R str_replace / remove access zeros in string after the decimal seperator, (zero following dot[1-9]) gesub, regex, regular expression


I have vector of strings containing numbers. Within these strings, I would like to remove all access zeros behind the decimal separator. So I tried mutate_all(funs(str_replace(., ".00", ""))).

This works for the first number in my vector: v <- c("bla 500.00", "bla 1.20", "bla 1.10", "bla 2.34").

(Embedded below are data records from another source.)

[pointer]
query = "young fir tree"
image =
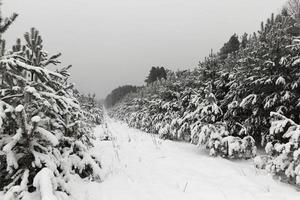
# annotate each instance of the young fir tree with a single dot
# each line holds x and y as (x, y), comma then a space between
(40, 124)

For the rest I would not like to hard code mutate_all(funs(str_replace(., ".10", ".1")))%>%mutate_all(funs(str_replace(., ".20", ".2")))%>% ..., but use some kind of smart regex, which automatically does the job. So, removing every zero which is behind ".non-zero-integer" (dot non-zero-integer), while keeping the ".non-zero-integer" the same.


Solution

  • You could try to find:

    \b(\d+)(?:\.0+|(\.\d+?))0*\b
    

    And replace with \1\2. See an online demo


    • \b - Word-boundary;
    • (\d+) - Capture trailing digits upto;
    • (?: - Open a non-capture group;
      • \.0+ - 1+ zero's;
      • | - Or;
      • (\.\d+?) - A nested 2nd capture group to match a dot followed by a digit and 0+ (lazy) digits;
      • ) - Close non-capture group;
    • 0* - 0+ (greedy) digits;
    • \b - Trailing word-boundary.

    library(stringr)
    v <- c("bla 500.00", "bla 1.20", "bla 1.10", "bla 2.34", "bla 2.340003", "bla 1.032", "bla 1.10 bla 2.00")
    v <- str_replace_all(v, "\\b(\\d+)(?:\\.0+|(\\.\\d+?))0*\\b", "\\1\\2")
    v
    

    Prints: "bla 500", "bla 1.2", "bla 1.1", "bla 2.34", "bla 2.340003", "bla 1.032", "bla 1.1 bla 2"